Source: Congressional Budget Office. Assumes current law and no additional pandemic relief legislation.

Quote of the week:

“I’m always wary of drawing conclusions that the world’s going to be different. After 9/11, I didn’t travel for three months. And we installed videoconference terminals in everyone’s desks figuring travel was a thing of the past, and it clearly wasn’t. So it is easy to imagine a scenario where we have a pandemic, or treatment, or rescission of the virus, and everyone goes back to what we used to do. If you tell me that’s not the case, in other words we have the pandemic with us for some time, then I think there is real risk to the growth of the economy—first and foremost in the labor market. You know, the growth in participation over the last 30 or 40 years has been driven significantly by women increasing their participation in the workforce and by people 55 and up increasing their participation in the workforce.

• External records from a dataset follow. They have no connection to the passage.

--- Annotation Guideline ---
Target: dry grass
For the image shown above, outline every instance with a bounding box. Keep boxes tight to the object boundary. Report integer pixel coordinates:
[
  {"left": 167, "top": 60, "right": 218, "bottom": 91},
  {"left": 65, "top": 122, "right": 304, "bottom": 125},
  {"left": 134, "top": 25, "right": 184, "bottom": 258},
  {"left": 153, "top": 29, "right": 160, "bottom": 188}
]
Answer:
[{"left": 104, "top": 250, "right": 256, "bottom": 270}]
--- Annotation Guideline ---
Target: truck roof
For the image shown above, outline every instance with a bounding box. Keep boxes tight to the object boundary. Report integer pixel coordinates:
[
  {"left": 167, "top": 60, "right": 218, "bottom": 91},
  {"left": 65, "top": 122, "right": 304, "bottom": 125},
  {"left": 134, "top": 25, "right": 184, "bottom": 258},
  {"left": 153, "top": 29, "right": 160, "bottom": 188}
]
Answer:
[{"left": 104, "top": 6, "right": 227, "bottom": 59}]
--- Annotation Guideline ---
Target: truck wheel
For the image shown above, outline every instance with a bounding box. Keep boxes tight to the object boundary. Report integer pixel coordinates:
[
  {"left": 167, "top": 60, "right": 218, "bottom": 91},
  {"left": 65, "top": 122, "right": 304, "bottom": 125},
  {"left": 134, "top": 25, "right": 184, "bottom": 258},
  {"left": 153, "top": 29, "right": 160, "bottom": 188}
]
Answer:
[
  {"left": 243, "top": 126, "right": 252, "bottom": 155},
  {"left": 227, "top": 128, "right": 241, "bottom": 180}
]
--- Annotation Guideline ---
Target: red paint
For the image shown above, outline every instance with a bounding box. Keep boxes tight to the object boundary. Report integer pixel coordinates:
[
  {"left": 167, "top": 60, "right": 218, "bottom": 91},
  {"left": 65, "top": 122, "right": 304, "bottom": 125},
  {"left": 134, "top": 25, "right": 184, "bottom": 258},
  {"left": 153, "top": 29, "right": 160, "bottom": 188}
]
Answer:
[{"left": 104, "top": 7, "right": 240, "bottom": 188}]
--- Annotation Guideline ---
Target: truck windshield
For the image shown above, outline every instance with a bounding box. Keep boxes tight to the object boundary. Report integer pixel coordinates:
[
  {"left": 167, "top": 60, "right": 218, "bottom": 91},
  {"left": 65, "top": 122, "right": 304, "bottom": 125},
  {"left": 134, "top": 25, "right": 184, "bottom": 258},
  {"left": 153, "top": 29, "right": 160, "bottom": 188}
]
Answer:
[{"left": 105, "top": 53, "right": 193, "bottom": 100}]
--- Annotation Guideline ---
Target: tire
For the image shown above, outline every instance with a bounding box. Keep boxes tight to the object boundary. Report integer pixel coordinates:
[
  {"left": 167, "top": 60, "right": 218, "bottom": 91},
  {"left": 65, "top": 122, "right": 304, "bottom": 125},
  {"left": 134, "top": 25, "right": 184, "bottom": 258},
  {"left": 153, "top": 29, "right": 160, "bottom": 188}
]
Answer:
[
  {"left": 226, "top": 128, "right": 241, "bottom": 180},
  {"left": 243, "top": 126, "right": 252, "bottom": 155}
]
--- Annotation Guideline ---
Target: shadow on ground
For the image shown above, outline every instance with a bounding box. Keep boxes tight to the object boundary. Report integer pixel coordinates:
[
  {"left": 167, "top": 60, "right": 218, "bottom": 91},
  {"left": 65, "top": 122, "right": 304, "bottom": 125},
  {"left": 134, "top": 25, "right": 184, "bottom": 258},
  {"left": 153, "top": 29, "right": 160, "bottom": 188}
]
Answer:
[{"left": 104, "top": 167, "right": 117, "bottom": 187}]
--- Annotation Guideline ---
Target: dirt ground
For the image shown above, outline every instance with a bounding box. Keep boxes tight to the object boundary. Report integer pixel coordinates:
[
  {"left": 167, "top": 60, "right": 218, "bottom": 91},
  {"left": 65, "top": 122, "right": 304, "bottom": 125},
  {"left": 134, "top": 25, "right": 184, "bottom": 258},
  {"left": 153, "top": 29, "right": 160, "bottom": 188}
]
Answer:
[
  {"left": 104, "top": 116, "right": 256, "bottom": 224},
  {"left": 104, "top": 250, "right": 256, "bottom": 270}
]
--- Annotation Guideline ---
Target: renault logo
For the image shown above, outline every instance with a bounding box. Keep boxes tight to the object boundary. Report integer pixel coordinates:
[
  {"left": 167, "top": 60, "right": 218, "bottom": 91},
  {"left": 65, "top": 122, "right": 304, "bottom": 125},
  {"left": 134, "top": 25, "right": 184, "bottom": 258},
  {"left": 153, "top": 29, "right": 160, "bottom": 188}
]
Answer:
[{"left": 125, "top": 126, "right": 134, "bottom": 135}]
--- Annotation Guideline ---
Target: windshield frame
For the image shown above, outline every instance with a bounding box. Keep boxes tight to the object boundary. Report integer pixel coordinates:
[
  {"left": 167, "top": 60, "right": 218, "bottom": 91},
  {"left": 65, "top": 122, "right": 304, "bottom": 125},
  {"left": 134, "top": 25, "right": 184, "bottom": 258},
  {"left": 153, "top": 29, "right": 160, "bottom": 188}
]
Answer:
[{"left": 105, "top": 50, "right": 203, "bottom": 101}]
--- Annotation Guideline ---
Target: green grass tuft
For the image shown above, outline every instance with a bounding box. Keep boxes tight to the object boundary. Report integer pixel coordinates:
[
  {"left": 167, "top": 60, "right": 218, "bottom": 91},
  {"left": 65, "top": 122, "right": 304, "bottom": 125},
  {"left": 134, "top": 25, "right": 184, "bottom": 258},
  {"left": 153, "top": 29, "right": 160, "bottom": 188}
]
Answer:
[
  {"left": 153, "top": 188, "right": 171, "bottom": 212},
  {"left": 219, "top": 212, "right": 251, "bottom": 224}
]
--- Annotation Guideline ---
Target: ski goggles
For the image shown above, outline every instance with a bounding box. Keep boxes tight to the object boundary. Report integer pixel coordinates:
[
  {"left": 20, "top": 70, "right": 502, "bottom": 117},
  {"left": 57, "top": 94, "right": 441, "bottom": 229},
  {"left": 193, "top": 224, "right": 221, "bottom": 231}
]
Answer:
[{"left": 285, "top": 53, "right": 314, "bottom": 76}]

And if you give me a world where schooling is at home, where people of my age are nervous about engaging in personal commerce, I think it’s pretty hard to imagine us maintaining the size of the workforce that we have today at a time where we have low fertility and low immigration,” says Tom Barkin, President of the Federal Reserve Bank of Richmond.

“On the productivity side, I want to be a little more optimistic, at least in the medium-term. It’s clearly accelerated technological evolutions—think telemedicine. People are automating roles, distance learning. Online shopping, of course. And all those are somewhat more productive once you get [them] deployed at scale… [T]here’s obviously a transition issue. But capitalism is a pretty adaptive system….I want to acknowledge the fact…that uncertainty is very high. And it’s pretty hard to move to the future if the answer is: You may have a vaccine right around the corner.”